If the target detection result indicates that the coordinates of a certain overlapping text line overlap with the coordinates of a certain overlapping region, then the overlapping text line is added to the third candidate abnormal region set.

8. The method according to claim 1, characterized in that the method further comprises:

Training samples are automatically generated using at least one of the following methods: writing text onto normal text lines, wherein the font, color, and string of the written text are all random; extracting foreground characters from the text line images and overlaying the extracted foreground characters onto other text line images;

The training samples are used to train the classifier that performs the text classification and the target detector that performs the target detection.

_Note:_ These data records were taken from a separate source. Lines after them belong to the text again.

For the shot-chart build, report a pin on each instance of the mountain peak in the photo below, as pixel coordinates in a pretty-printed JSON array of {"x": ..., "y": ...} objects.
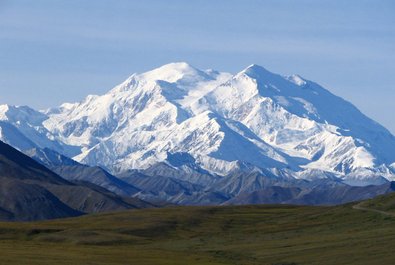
[{"x": 174, "y": 72}]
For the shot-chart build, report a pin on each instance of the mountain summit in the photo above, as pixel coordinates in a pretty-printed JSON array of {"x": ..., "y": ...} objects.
[{"x": 285, "y": 126}]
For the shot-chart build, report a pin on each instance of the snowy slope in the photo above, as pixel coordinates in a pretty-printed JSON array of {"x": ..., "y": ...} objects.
[{"x": 254, "y": 120}]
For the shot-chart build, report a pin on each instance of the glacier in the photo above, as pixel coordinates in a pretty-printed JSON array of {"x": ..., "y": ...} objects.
[{"x": 212, "y": 123}]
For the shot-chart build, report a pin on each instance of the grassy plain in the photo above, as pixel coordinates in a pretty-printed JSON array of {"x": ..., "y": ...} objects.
[{"x": 266, "y": 234}]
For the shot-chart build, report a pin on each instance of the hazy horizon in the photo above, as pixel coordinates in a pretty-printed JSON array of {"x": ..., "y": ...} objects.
[{"x": 54, "y": 52}]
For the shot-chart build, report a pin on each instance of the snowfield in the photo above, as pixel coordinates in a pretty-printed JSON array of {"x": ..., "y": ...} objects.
[{"x": 216, "y": 122}]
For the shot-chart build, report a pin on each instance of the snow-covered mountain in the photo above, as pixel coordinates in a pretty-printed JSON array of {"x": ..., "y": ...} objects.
[{"x": 213, "y": 123}]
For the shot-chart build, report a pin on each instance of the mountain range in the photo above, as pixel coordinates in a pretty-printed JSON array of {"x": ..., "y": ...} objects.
[{"x": 192, "y": 136}]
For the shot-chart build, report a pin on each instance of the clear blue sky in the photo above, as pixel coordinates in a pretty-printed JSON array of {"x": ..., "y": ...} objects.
[{"x": 62, "y": 50}]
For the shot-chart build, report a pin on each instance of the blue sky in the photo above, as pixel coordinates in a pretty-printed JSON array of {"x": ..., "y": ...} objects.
[{"x": 55, "y": 51}]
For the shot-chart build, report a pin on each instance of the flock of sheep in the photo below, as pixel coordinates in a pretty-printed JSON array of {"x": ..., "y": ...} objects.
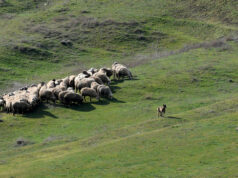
[{"x": 73, "y": 89}]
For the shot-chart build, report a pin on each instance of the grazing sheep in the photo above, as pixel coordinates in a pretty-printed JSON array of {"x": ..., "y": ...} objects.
[
  {"x": 161, "y": 110},
  {"x": 94, "y": 85},
  {"x": 57, "y": 90},
  {"x": 103, "y": 77},
  {"x": 85, "y": 82},
  {"x": 70, "y": 98},
  {"x": 65, "y": 82},
  {"x": 89, "y": 92},
  {"x": 2, "y": 103},
  {"x": 97, "y": 79},
  {"x": 106, "y": 71},
  {"x": 57, "y": 82},
  {"x": 70, "y": 89},
  {"x": 92, "y": 71},
  {"x": 46, "y": 94},
  {"x": 51, "y": 84},
  {"x": 20, "y": 106},
  {"x": 104, "y": 91},
  {"x": 71, "y": 81},
  {"x": 120, "y": 70},
  {"x": 61, "y": 96}
]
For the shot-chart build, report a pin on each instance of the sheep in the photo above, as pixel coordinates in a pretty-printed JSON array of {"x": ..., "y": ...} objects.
[
  {"x": 70, "y": 89},
  {"x": 103, "y": 77},
  {"x": 161, "y": 110},
  {"x": 92, "y": 71},
  {"x": 94, "y": 85},
  {"x": 71, "y": 97},
  {"x": 120, "y": 70},
  {"x": 57, "y": 90},
  {"x": 57, "y": 82},
  {"x": 65, "y": 82},
  {"x": 85, "y": 82},
  {"x": 61, "y": 96},
  {"x": 20, "y": 106},
  {"x": 2, "y": 103},
  {"x": 97, "y": 79},
  {"x": 46, "y": 94},
  {"x": 104, "y": 91},
  {"x": 89, "y": 92},
  {"x": 106, "y": 71},
  {"x": 51, "y": 84},
  {"x": 71, "y": 80}
]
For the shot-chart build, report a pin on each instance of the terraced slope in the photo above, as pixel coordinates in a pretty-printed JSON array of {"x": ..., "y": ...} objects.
[{"x": 176, "y": 58}]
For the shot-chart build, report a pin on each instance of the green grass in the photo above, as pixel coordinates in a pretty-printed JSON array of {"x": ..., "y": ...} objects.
[{"x": 123, "y": 137}]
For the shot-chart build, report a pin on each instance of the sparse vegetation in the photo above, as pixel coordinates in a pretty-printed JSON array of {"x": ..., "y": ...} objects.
[{"x": 182, "y": 53}]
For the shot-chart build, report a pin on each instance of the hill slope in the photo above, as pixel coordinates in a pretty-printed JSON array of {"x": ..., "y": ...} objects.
[{"x": 167, "y": 46}]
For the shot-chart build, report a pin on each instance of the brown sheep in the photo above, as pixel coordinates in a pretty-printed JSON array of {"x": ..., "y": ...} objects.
[
  {"x": 161, "y": 110},
  {"x": 89, "y": 92}
]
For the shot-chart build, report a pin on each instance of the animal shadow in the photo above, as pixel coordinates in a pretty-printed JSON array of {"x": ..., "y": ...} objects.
[
  {"x": 40, "y": 112},
  {"x": 172, "y": 117}
]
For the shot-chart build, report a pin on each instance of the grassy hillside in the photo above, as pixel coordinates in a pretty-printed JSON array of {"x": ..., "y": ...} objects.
[{"x": 174, "y": 52}]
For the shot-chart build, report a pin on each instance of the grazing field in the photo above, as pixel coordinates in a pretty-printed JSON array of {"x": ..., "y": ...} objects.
[{"x": 182, "y": 54}]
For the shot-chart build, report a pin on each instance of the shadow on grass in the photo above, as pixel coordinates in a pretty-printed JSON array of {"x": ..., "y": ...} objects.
[
  {"x": 172, "y": 117},
  {"x": 85, "y": 107},
  {"x": 40, "y": 112},
  {"x": 114, "y": 88}
]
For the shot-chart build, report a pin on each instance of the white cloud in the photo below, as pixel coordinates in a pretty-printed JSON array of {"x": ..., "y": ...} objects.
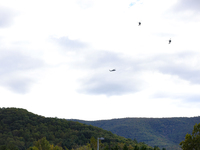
[{"x": 57, "y": 54}]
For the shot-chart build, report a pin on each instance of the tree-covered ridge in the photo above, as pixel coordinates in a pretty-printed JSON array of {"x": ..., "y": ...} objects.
[
  {"x": 163, "y": 132},
  {"x": 20, "y": 129}
]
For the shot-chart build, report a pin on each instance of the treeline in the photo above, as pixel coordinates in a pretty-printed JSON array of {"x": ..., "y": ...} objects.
[
  {"x": 163, "y": 132},
  {"x": 20, "y": 129}
]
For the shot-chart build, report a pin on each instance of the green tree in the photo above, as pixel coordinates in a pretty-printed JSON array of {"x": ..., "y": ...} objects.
[
  {"x": 192, "y": 142},
  {"x": 43, "y": 144},
  {"x": 125, "y": 147}
]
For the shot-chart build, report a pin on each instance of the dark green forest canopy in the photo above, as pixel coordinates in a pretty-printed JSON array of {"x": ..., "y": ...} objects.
[
  {"x": 163, "y": 132},
  {"x": 20, "y": 128}
]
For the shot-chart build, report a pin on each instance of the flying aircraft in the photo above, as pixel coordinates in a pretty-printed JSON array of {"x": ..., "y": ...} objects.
[
  {"x": 169, "y": 40},
  {"x": 111, "y": 70}
]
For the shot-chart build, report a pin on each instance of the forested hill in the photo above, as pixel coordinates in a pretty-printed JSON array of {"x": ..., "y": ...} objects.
[
  {"x": 20, "y": 129},
  {"x": 164, "y": 132}
]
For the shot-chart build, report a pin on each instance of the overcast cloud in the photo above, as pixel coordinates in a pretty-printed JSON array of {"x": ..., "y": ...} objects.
[{"x": 59, "y": 53}]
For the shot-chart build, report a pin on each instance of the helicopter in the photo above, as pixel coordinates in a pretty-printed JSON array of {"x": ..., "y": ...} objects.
[{"x": 111, "y": 70}]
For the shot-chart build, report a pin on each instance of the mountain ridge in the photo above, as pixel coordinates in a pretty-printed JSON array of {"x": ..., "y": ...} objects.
[{"x": 163, "y": 132}]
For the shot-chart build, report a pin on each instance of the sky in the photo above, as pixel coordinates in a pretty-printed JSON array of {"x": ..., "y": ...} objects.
[{"x": 55, "y": 58}]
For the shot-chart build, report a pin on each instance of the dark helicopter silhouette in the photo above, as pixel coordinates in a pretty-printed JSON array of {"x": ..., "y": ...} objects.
[
  {"x": 111, "y": 70},
  {"x": 170, "y": 40}
]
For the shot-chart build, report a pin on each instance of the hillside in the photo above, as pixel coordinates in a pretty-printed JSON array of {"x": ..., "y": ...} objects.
[
  {"x": 19, "y": 129},
  {"x": 163, "y": 132}
]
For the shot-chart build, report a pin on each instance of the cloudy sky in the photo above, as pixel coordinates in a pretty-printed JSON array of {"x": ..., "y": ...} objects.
[{"x": 55, "y": 58}]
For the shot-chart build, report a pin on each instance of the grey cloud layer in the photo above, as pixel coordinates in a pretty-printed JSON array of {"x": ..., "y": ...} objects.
[
  {"x": 127, "y": 77},
  {"x": 129, "y": 69},
  {"x": 6, "y": 17},
  {"x": 184, "y": 5},
  {"x": 14, "y": 67},
  {"x": 68, "y": 44}
]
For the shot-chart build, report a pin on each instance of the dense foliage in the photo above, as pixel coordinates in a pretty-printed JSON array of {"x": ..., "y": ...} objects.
[
  {"x": 192, "y": 142},
  {"x": 163, "y": 132},
  {"x": 20, "y": 129}
]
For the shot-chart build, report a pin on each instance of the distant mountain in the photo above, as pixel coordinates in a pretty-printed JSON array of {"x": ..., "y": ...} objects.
[
  {"x": 163, "y": 132},
  {"x": 19, "y": 129}
]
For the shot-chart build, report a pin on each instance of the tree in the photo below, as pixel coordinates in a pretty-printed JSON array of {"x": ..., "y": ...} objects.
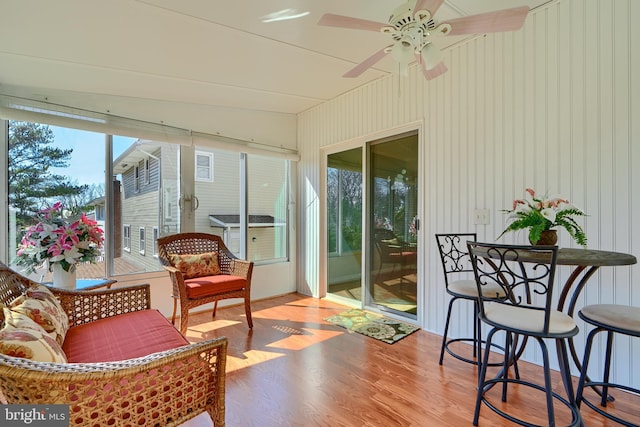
[{"x": 32, "y": 184}]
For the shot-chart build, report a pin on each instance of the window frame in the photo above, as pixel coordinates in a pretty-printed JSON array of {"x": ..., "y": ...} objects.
[
  {"x": 126, "y": 237},
  {"x": 210, "y": 156},
  {"x": 142, "y": 240}
]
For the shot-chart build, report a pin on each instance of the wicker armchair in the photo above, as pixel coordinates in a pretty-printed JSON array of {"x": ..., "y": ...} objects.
[
  {"x": 164, "y": 388},
  {"x": 208, "y": 288}
]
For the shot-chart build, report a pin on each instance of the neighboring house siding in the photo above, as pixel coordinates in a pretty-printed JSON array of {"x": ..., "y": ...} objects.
[
  {"x": 223, "y": 194},
  {"x": 143, "y": 212}
]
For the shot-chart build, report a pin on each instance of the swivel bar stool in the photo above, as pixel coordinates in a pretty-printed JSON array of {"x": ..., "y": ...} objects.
[
  {"x": 612, "y": 319},
  {"x": 526, "y": 275},
  {"x": 461, "y": 286}
]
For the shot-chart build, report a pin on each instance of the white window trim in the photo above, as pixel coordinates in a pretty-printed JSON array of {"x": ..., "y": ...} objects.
[
  {"x": 142, "y": 240},
  {"x": 156, "y": 234},
  {"x": 147, "y": 173},
  {"x": 136, "y": 179},
  {"x": 203, "y": 154},
  {"x": 125, "y": 247}
]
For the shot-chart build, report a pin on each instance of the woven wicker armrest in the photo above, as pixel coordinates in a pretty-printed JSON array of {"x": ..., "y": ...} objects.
[
  {"x": 166, "y": 388},
  {"x": 88, "y": 306},
  {"x": 241, "y": 268}
]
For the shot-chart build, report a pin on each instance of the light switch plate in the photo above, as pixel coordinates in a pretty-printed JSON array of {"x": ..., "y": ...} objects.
[{"x": 481, "y": 216}]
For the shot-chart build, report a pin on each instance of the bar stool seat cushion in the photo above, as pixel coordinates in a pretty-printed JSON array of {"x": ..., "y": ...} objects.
[
  {"x": 529, "y": 320},
  {"x": 468, "y": 288},
  {"x": 625, "y": 318}
]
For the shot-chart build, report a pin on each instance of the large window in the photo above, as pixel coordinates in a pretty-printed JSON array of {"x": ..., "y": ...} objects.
[{"x": 246, "y": 203}]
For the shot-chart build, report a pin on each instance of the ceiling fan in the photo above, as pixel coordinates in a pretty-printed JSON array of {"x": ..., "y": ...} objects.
[{"x": 412, "y": 27}]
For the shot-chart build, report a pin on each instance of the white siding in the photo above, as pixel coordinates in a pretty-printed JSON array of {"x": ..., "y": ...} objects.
[{"x": 555, "y": 106}]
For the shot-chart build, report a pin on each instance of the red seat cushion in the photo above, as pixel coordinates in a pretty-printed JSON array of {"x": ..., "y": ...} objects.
[
  {"x": 121, "y": 337},
  {"x": 208, "y": 285}
]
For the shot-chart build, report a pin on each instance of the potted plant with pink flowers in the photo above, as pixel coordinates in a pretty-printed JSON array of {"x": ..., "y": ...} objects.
[
  {"x": 59, "y": 241},
  {"x": 540, "y": 214}
]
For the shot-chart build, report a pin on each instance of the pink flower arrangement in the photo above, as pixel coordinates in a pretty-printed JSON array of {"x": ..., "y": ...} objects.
[
  {"x": 539, "y": 213},
  {"x": 57, "y": 239}
]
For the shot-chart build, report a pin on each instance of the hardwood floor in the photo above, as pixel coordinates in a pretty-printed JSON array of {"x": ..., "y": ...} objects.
[{"x": 295, "y": 369}]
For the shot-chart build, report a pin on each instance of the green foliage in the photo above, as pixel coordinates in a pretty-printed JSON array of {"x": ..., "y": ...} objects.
[
  {"x": 530, "y": 214},
  {"x": 32, "y": 183}
]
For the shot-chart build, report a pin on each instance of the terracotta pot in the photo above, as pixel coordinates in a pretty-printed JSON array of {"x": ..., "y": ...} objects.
[
  {"x": 64, "y": 279},
  {"x": 547, "y": 238}
]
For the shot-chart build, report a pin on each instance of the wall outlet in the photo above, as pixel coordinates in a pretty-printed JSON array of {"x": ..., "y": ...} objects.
[{"x": 481, "y": 217}]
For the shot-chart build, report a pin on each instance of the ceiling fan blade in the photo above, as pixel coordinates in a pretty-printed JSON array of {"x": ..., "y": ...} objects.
[
  {"x": 430, "y": 5},
  {"x": 367, "y": 63},
  {"x": 331, "y": 20},
  {"x": 435, "y": 71},
  {"x": 490, "y": 22}
]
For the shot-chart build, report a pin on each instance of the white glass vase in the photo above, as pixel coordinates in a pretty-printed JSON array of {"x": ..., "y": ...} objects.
[{"x": 64, "y": 279}]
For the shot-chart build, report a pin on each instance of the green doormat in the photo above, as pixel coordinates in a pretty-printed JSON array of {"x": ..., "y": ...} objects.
[{"x": 373, "y": 325}]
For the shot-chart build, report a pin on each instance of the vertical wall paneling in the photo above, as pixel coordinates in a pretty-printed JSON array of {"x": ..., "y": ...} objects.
[{"x": 554, "y": 106}]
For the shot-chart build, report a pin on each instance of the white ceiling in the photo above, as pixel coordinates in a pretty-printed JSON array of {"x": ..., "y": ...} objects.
[{"x": 134, "y": 57}]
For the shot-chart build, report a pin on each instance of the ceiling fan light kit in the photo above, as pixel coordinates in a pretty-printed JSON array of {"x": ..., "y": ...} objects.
[{"x": 413, "y": 28}]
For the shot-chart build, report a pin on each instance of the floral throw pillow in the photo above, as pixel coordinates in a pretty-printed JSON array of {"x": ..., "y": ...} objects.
[
  {"x": 22, "y": 337},
  {"x": 196, "y": 265},
  {"x": 43, "y": 308}
]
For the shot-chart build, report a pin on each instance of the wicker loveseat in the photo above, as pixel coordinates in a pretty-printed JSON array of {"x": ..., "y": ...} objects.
[{"x": 167, "y": 386}]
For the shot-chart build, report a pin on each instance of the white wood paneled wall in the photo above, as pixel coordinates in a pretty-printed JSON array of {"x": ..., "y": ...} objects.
[{"x": 554, "y": 106}]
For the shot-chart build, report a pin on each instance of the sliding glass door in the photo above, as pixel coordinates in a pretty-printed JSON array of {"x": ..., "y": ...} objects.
[
  {"x": 393, "y": 224},
  {"x": 379, "y": 231},
  {"x": 344, "y": 224}
]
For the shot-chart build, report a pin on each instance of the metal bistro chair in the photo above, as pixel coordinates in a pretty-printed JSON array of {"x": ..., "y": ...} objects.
[
  {"x": 456, "y": 264},
  {"x": 392, "y": 250},
  {"x": 612, "y": 319},
  {"x": 526, "y": 275},
  {"x": 233, "y": 280}
]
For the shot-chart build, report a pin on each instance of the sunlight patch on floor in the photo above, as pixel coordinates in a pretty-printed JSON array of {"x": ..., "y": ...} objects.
[{"x": 302, "y": 341}]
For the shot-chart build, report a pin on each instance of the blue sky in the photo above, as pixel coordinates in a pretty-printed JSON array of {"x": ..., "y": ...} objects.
[{"x": 87, "y": 161}]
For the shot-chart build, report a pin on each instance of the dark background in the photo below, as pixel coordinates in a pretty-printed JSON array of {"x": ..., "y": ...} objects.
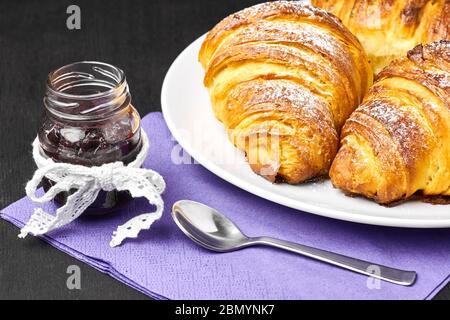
[{"x": 142, "y": 38}]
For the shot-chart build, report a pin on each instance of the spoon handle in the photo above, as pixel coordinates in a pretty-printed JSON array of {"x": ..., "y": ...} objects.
[{"x": 401, "y": 277}]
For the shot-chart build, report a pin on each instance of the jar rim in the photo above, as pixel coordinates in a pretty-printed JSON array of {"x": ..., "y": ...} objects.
[{"x": 116, "y": 74}]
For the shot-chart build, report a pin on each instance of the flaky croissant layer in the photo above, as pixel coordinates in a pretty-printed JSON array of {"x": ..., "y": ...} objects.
[
  {"x": 388, "y": 29},
  {"x": 397, "y": 143},
  {"x": 283, "y": 77}
]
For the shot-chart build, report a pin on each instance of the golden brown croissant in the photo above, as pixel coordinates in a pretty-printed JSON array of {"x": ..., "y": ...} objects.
[
  {"x": 283, "y": 77},
  {"x": 388, "y": 29},
  {"x": 398, "y": 141}
]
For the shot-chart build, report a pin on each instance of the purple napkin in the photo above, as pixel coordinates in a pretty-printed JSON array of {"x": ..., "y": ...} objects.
[{"x": 164, "y": 263}]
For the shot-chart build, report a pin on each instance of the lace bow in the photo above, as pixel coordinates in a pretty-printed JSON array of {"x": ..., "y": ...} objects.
[{"x": 88, "y": 181}]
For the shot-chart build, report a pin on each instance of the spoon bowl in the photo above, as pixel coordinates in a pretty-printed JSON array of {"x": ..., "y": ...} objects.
[{"x": 208, "y": 227}]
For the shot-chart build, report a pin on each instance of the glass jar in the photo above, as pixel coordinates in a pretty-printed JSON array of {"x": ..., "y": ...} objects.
[{"x": 89, "y": 121}]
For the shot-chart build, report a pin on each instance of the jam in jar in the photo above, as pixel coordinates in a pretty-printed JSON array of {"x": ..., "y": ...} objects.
[{"x": 89, "y": 120}]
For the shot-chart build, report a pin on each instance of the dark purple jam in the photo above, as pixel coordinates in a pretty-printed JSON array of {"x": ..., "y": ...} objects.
[{"x": 89, "y": 121}]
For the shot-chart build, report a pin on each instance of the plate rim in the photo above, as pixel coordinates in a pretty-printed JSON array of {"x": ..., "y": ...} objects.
[{"x": 268, "y": 195}]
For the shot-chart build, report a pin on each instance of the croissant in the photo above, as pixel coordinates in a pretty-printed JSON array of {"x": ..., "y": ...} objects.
[
  {"x": 388, "y": 29},
  {"x": 397, "y": 143},
  {"x": 283, "y": 77}
]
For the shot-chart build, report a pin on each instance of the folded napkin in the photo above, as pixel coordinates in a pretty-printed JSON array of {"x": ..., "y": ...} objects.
[{"x": 164, "y": 263}]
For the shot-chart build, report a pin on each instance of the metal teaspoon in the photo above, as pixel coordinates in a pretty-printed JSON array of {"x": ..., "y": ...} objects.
[{"x": 212, "y": 230}]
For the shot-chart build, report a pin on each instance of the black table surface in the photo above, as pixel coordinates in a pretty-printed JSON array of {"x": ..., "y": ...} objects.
[{"x": 142, "y": 38}]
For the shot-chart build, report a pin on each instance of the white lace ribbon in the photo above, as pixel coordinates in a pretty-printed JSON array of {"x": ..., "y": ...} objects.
[{"x": 88, "y": 181}]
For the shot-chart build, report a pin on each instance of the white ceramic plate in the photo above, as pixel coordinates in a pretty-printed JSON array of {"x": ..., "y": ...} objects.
[{"x": 187, "y": 111}]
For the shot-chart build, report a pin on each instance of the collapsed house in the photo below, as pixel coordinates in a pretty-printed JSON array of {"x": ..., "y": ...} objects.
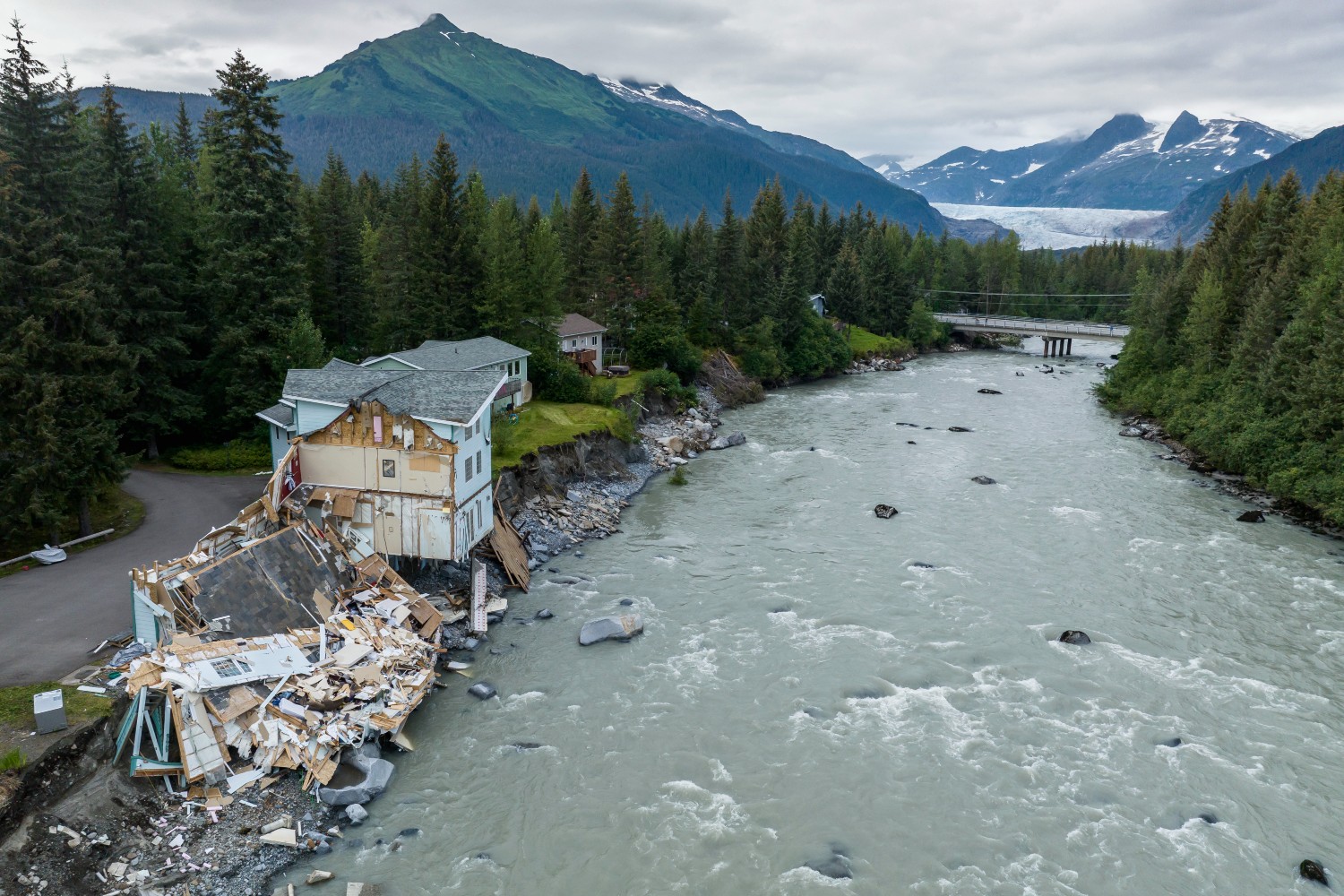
[{"x": 280, "y": 642}]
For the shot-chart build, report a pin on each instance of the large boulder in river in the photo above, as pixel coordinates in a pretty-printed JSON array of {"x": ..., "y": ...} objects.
[
  {"x": 362, "y": 777},
  {"x": 621, "y": 627},
  {"x": 1312, "y": 871},
  {"x": 836, "y": 866}
]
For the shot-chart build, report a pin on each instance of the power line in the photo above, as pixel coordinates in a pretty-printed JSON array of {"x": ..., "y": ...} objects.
[{"x": 956, "y": 292}]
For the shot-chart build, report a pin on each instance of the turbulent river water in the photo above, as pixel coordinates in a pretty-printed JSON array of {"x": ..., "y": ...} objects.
[{"x": 814, "y": 678}]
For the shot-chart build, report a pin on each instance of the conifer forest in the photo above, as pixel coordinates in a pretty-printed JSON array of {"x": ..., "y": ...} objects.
[{"x": 156, "y": 285}]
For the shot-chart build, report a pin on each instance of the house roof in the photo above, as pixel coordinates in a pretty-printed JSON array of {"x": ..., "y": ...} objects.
[
  {"x": 440, "y": 395},
  {"x": 578, "y": 325},
  {"x": 453, "y": 397},
  {"x": 281, "y": 416},
  {"x": 465, "y": 355},
  {"x": 335, "y": 386}
]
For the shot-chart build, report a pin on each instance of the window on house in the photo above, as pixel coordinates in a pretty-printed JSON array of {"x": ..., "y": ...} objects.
[{"x": 226, "y": 668}]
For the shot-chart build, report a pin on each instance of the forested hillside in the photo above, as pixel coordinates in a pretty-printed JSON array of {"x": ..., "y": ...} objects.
[
  {"x": 155, "y": 287},
  {"x": 1239, "y": 352}
]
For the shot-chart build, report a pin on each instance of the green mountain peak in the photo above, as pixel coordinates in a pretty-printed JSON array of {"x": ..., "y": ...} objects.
[{"x": 438, "y": 22}]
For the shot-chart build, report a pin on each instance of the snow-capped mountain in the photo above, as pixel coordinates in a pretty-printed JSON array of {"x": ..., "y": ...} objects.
[
  {"x": 973, "y": 177},
  {"x": 884, "y": 166},
  {"x": 1126, "y": 163}
]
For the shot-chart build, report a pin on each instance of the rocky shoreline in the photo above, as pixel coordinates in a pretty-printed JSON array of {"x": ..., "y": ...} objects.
[{"x": 1233, "y": 484}]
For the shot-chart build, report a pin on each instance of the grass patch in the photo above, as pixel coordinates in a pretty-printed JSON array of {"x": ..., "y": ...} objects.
[
  {"x": 239, "y": 455},
  {"x": 81, "y": 705},
  {"x": 547, "y": 424},
  {"x": 629, "y": 384},
  {"x": 867, "y": 344},
  {"x": 110, "y": 509}
]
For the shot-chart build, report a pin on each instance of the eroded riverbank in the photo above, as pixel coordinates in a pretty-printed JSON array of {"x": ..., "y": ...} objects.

9. A text overlap detection device, characterized in that it comprises:

The text recognition module is used to perform text recognition on the object to be detected, obtain the text recognition confidence score of the text lines in the object to be detected, and add the text lines with the text recognition confidence score lower than the preset recognition confidence threshold to the first candidate abnormal region set.

The text classification module is used to extract text line images of each text line of the object to be detected from the object to be detected, perform text classification on the text line images, and add the text lines whose text classification results are overlapping text to the second candidate abnormal region set.

The target detection module is used to perform target detection on overlapping text in the object to be detected, and add the text lines whose target detection results are overlapping text to the third candidate abnormal region set.

The determination module is used to determine the intersection of the first candidate abnormal region set, the second candidate abnormal region set, and the third candidate abnormal region set as the text overlap detection result.

10. A computer-readable medium having a computer program stored thereon, characterized in that, when executed by a processing device, the program implements the steps of the method according to any one of claims 1-8.

11. An electronic device, characterized in that it comprises:

A storage device on which computer programs are stored;

A processing device for executing the computer program in the storage device to implement the steps of the method according to any one of claims 1-8.